Nikon has replaced the entry-level D3100 with the new Nikon D3200 24.2 MP CMOS Digital SLR with 18-55mm f/3.5-5.6 AF-S DX VR Lens. The new evolutionary (not revolutionary) camera is 24.2 megapixels making it the highest resolution DX body in Nikon’s line. It’s more expensive than its Canon counterpart but offers more features. Even though it’s an entry-level camera, it produces results that exceed what most users would expect from an entry-level camera. In fact, 10 years ago we would have called this camera a revolutionary pro body! How time flies.
It’s a solid camera and it comes with an AF-S 18-55mm variable aperture lens. Since this camera is aimed at beginners, it comes with an interesting “guide” mode aimed at helping new users make the switch from point and shoot to a DSLR. This is a new feature not previously available on any Nikon DSLR and it’s clear that Nikon is trying to tempt people up the chain from their P7100 point and shoot.
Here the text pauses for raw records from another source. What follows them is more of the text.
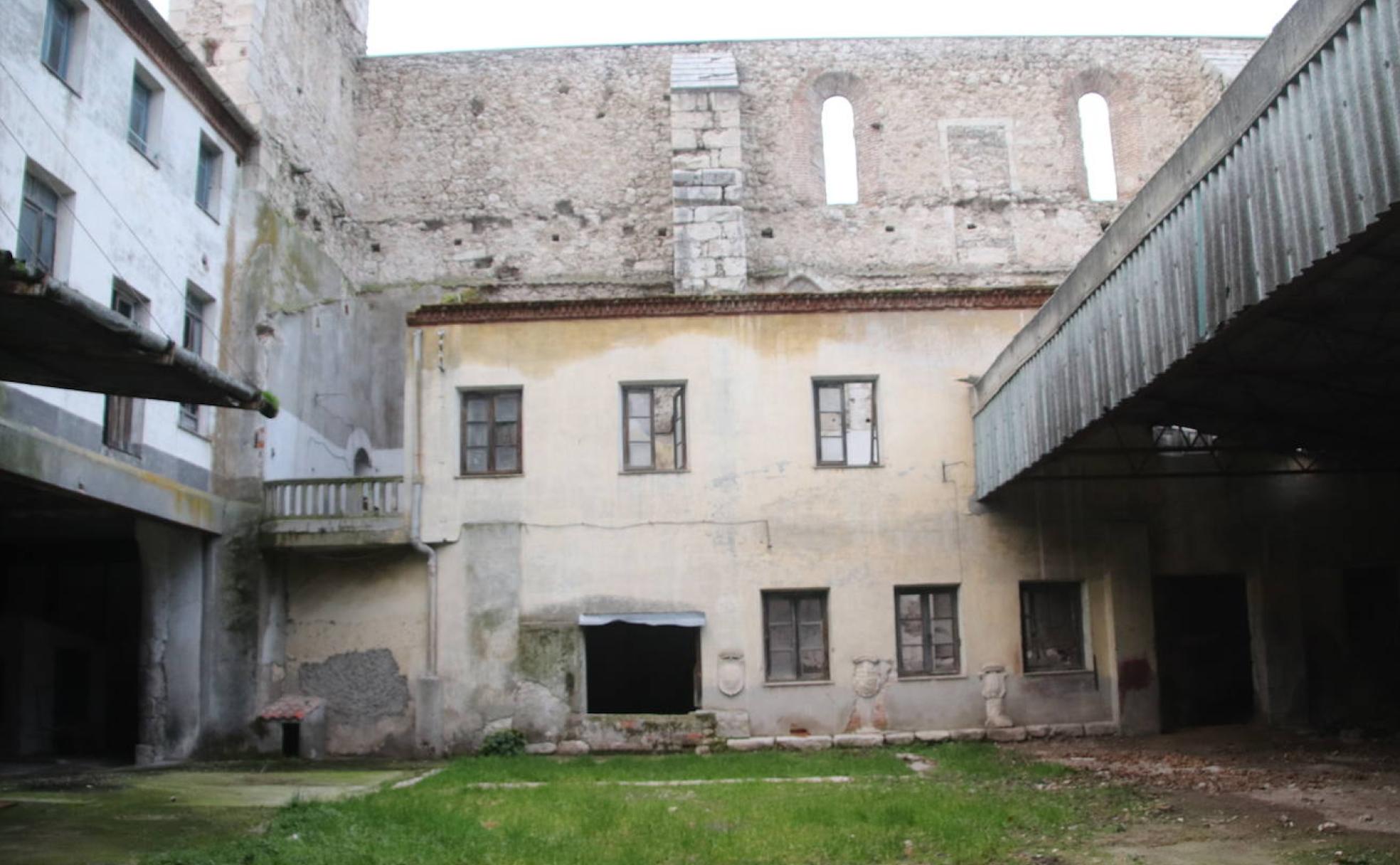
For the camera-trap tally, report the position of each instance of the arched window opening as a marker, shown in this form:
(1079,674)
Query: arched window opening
(1098,147)
(839,150)
(361,464)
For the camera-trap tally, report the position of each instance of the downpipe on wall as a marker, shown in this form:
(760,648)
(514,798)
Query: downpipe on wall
(429,703)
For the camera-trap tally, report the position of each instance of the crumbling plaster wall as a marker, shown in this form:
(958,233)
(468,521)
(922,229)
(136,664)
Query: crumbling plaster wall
(545,173)
(356,635)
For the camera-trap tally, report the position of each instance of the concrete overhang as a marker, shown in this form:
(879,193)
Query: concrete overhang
(1248,293)
(56,336)
(48,462)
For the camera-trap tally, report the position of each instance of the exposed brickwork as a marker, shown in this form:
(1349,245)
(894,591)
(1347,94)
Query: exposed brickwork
(511,171)
(770,304)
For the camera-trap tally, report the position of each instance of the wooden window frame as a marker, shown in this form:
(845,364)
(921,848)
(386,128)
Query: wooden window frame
(122,415)
(490,393)
(69,13)
(209,170)
(795,597)
(818,384)
(926,597)
(681,416)
(1028,626)
(43,221)
(192,339)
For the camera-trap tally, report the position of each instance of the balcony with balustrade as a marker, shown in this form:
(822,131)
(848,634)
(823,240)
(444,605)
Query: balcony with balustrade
(335,513)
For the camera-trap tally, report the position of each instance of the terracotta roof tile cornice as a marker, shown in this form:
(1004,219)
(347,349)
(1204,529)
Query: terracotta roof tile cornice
(728,304)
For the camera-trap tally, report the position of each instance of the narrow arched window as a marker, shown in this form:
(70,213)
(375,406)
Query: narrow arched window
(839,150)
(1098,147)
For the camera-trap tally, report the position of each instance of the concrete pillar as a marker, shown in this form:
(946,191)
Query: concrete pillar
(1132,669)
(170,676)
(707,175)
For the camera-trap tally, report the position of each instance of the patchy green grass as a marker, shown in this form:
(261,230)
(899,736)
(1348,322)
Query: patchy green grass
(977,805)
(674,768)
(115,817)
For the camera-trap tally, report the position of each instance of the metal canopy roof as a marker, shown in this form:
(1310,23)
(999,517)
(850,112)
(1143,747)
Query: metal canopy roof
(52,335)
(1248,293)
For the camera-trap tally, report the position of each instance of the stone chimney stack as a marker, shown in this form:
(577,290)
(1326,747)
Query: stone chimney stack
(707,175)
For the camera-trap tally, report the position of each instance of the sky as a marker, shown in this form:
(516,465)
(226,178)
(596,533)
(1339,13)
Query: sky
(399,27)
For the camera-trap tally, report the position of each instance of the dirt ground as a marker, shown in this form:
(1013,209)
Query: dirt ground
(1243,795)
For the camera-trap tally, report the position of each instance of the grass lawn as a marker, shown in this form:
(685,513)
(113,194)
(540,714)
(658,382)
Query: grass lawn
(977,805)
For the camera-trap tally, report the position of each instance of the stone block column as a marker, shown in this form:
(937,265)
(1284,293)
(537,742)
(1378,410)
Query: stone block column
(707,175)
The D3200 features the new Expeed 3 processor, four frames per second shooting, a higher resolution screen (921,000 dot resolution) and 1080p video recording with manual control over audio.
The camera features 11 autofocus points and the AF works well except in low-light conditions. On the down side – there’s no AEB or live histograms, but remember, it is an introductory camera.
What’s advanced about this camera is its ability to be controlled remotely with a smartphone (using an optional, extra-cost Wi-Fi adaptor, the WU-1A.) It’s ability to record video with manual audio is extraordinary at this price point.
I also appreciated the low-light performance on such an inexpensive camera. It could be better, especially if Nikon wasn’t on such a “resolution” kick. (Remember when Nikon said 12 MP was enough?)
Overall the 3200 is a lightweight, feature-packed, entry-level camera worthy of your consideration. If “entry-level” cameras are this good – then I can’t wait to see the next round of “pro” cameras.